The biblical interpreter has on hand the new “normal” that disrupts the old calculus of surplus wealth and cheap labor. The old norms have been sustained by habit and by law that have assumed that Black members of society are destined for substandard schools, substandard housing, and substandard menial jobs. This “normal” is so well established among us that we do not even notice it even when we observe it every day. And now we face the undoing of that insidious “normal.” That undoing cannot be accomplished without economic revision of a most serious kind. It cannot be undone without the deep expose of habit and law and the way we have read scripture. The good news of the Bible, the economic good news of the Bible, concerns the undoing of our “normal” that has for too long specialized in privilege and advantage of acute kind.

The start of the undoing is to filter our economic passion and interest through the lens of biblical testimony.

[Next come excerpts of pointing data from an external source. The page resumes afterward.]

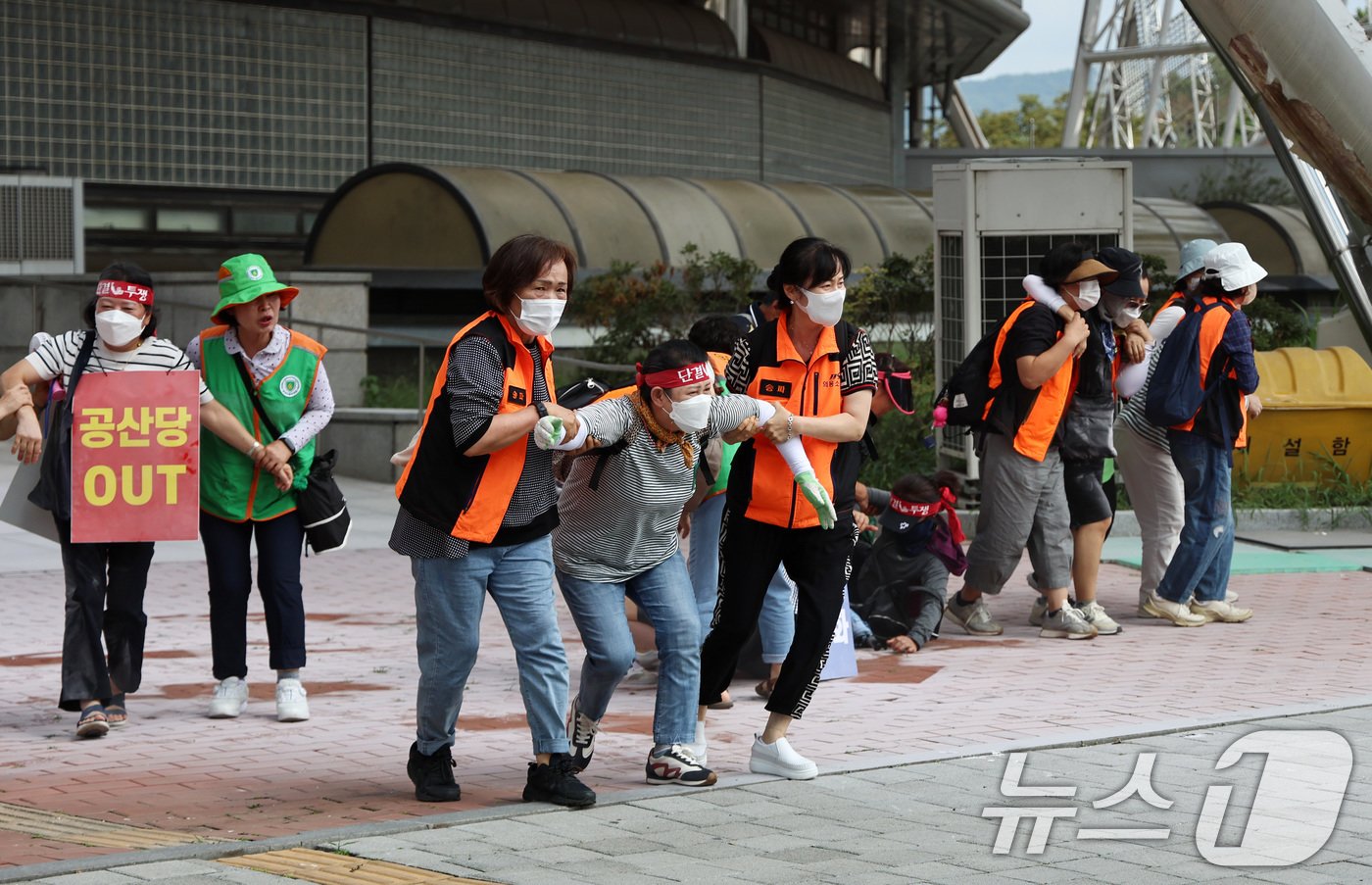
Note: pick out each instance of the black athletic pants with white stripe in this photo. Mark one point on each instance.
(816, 560)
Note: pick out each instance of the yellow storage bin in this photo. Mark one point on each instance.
(1316, 420)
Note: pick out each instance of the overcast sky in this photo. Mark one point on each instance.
(1050, 44)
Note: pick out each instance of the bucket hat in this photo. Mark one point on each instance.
(1093, 270)
(1232, 265)
(244, 278)
(1193, 257)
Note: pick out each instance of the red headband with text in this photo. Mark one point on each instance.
(919, 510)
(120, 288)
(675, 377)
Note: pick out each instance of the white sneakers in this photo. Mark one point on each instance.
(290, 702)
(230, 699)
(781, 761)
(1177, 613)
(1220, 610)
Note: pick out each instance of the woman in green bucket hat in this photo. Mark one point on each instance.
(247, 346)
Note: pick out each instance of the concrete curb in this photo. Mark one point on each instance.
(332, 839)
(1125, 524)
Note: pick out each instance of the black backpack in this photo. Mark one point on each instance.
(1177, 391)
(967, 390)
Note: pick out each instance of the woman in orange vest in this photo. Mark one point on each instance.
(1024, 501)
(1203, 448)
(477, 505)
(822, 372)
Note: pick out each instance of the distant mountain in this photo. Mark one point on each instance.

It cannot be accidental that Jesus told a parable about generous pay (Matthew 20:1-18). Of course, the parable is about more than economics. But it is about economics! It is about generous pay for workers who are treated with high regard. The parable, at its finish, is about “the last becoming first.” In much of the Bible, in Western history, and now among us the “last” have been last for a very long time. Now, just now, we have to think again that the last will not be and cannot remain last among us. A start on this emancipatory prospect is to end cheap pay and relinquish some surplus wealth. This new normal is a lesson about the inversion of last and first. It is a lesson always learned again, from Pharaoh forward.